The M5 looks great. It’s a bit of a sleeper. And I love that. To most people, it looks like an ordinary five series. No fender flares and bulging hoods here, like you get on the M3 and M4. There are 20-inch M specific wheels, slightly bigger intake openings, quad exhaust tips, and a subtle diffuser. The roof is carbon fibre and the hood is aluminum with a couple extra strakes down the middle. There are M grilles in the fenders and a smattering of M badges, and that’s really it. Most of these touches will go unnoticed by most. But not when you floor it and fold space and time in front of you. That will get noticed.
It’s standard 5 series on the inside too, and that means excellent fit and finish and superb materials used everywhere. Extended leather is standard and it covers every surface. This is a six-figure car and it feels like it. The front seats have cool little M5 badges on the headrest that light up when you unlock the car. A nice effect, when you walk up to it at night. They are also incredibly comfortable and offer full support no matter the cornering loads. All seats should be this good. In the back legroom is just enough, a bit of a downer in such a big car. But the driver’s seat is where you want to be and from there all is perfect.

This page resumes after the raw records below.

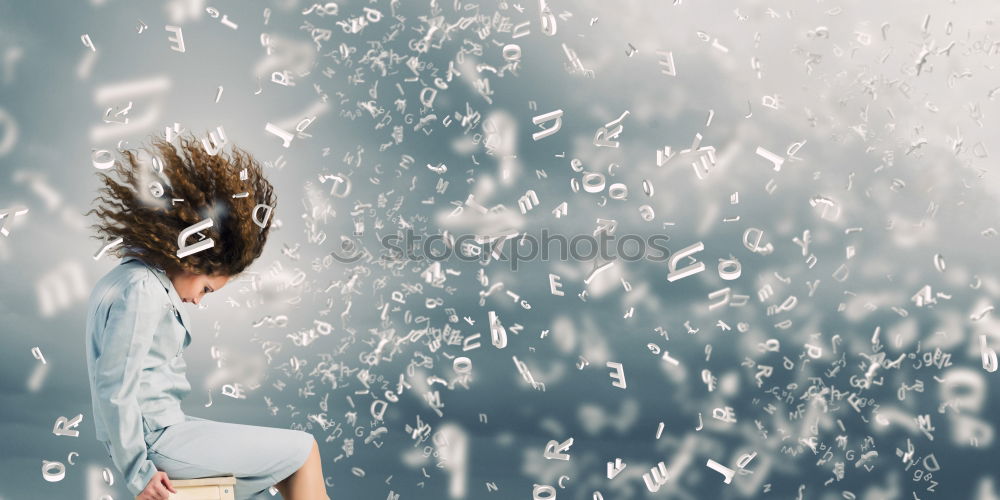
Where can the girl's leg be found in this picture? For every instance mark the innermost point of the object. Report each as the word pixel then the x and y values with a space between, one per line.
pixel 307 483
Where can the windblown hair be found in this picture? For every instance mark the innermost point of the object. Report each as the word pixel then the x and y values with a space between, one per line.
pixel 195 186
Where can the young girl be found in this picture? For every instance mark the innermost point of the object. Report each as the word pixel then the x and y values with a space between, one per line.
pixel 188 222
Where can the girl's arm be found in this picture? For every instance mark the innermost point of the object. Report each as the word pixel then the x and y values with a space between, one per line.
pixel 124 343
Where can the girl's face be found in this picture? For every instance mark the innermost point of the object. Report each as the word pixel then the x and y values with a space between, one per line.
pixel 192 287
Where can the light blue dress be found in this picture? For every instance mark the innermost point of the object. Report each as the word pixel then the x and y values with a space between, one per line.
pixel 137 330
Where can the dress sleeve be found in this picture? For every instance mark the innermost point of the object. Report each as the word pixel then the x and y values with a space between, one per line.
pixel 123 344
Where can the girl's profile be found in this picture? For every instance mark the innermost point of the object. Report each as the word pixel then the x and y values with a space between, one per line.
pixel 138 327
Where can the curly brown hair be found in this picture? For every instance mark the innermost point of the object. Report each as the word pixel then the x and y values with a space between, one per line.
pixel 149 215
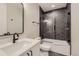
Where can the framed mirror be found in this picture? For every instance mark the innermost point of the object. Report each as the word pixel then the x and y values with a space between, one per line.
pixel 11 18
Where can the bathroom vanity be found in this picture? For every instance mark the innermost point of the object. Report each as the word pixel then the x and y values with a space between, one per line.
pixel 22 47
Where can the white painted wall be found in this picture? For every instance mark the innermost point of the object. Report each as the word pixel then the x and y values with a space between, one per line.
pixel 3 18
pixel 31 13
pixel 75 28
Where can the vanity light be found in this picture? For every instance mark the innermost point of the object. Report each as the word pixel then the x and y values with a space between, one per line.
pixel 52 5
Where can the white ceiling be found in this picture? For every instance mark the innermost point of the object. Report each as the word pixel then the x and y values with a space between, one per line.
pixel 47 6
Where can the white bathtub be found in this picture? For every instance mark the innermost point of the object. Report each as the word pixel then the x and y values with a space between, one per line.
pixel 58 46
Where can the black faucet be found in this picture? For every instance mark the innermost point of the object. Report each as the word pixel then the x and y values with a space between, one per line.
pixel 14 37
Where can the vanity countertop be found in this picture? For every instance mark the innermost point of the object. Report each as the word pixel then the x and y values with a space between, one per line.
pixel 15 49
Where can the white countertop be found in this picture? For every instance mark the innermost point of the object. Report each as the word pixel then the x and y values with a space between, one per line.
pixel 10 49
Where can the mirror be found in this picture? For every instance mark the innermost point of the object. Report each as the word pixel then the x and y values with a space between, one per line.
pixel 11 18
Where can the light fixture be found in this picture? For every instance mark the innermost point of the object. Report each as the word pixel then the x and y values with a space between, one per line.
pixel 52 5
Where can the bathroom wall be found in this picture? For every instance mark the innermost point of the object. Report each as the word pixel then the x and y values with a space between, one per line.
pixel 55 23
pixel 31 13
pixel 75 29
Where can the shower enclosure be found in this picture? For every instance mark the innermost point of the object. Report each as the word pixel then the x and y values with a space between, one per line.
pixel 56 24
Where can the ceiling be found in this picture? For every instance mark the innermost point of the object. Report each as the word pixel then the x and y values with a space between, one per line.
pixel 51 6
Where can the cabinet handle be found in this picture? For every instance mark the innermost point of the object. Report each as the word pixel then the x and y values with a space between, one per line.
pixel 31 52
pixel 28 54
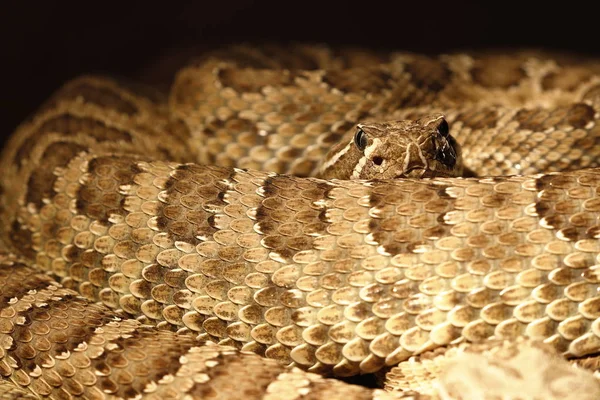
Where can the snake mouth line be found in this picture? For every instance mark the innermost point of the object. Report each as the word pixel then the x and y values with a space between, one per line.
pixel 422 173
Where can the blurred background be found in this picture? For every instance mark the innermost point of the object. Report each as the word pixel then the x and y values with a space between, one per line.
pixel 47 43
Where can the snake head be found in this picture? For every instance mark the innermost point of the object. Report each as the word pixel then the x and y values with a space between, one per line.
pixel 420 148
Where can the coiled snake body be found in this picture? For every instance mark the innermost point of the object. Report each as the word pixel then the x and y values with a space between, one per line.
pixel 209 244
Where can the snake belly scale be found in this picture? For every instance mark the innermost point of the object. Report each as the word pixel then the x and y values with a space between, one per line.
pixel 191 245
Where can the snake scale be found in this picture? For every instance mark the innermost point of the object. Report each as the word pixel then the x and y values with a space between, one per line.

Two bright red triggers live on steering wheel now. They are your M1 and M2 buttons. Each programmable with the exact chassis and powertrain settings you desire. I set one of them up for full attack in AWD mode and the other for full attack in RWD mode. Being able to program your favourite settings to one button is a good thing because there are a lot. 3 levels each for the engine, suspension, and steering weight, and three more for the transmission shift speed.
New this time around is an exhaust button. It’s on by default and it pipes in engine noise through the stereo speakers. Why though?
I get that cabins are quieter inside than they ever were thanks to better sealing and soundproofing, but the fake engine noise should be reserved for simulators. I’m not saying that it sounds bad, but it doesn’t sound very good either.
None of this really matters much because an M5 is meant to be driven, and it does that incredibly well. There aren’t too many places where it can truly stretch its legs, but you can get a taste of what it’s capable of. The power is intoxicating and addictive. The steering is light and fast, turn-in is immediate and the front bites hard in corner entry. The car rotates around your hips, like an office chair but more accurate, a good feeling that inspires confidence. Standard M Compound brakes with 6-piston front and 4-piston rear calipers offer immense stopping power, and never feel taxed.
Faultless is an easy way to describe how this M5 drives. But there’s something missing and it’s hard to put a finger on exactly what it is.
The chassis is so good, so capable, yet you feel isolated. Not a full part of the equation. Like when the 8-speed automatic perfectly executes a series of blipped downshifts or when the AWD system easily takes you around a corner that you entered way too fast. There are many electronic systems at your aid here and the raw nature of M5s past seems distant.
Drive an E39 M5 (2000-2003) with the 6-speed manual transmission and all this makes a bit more sense. That model only had 400 hp but it lived in an era right before technology completely took over and was an example of everything that was good about cars at the time.
Progress is forward marching and unrelenting and this new M5 is a product of that progress and market demands. Bigger, faster, safer, and capable of driving itself in traffic. It’s quieter, more comfortable, has more toys, and can blow the doors of most supercars, and it’s objectively the best M5 yet. Whether that makes it the most desirable one is a question for another day.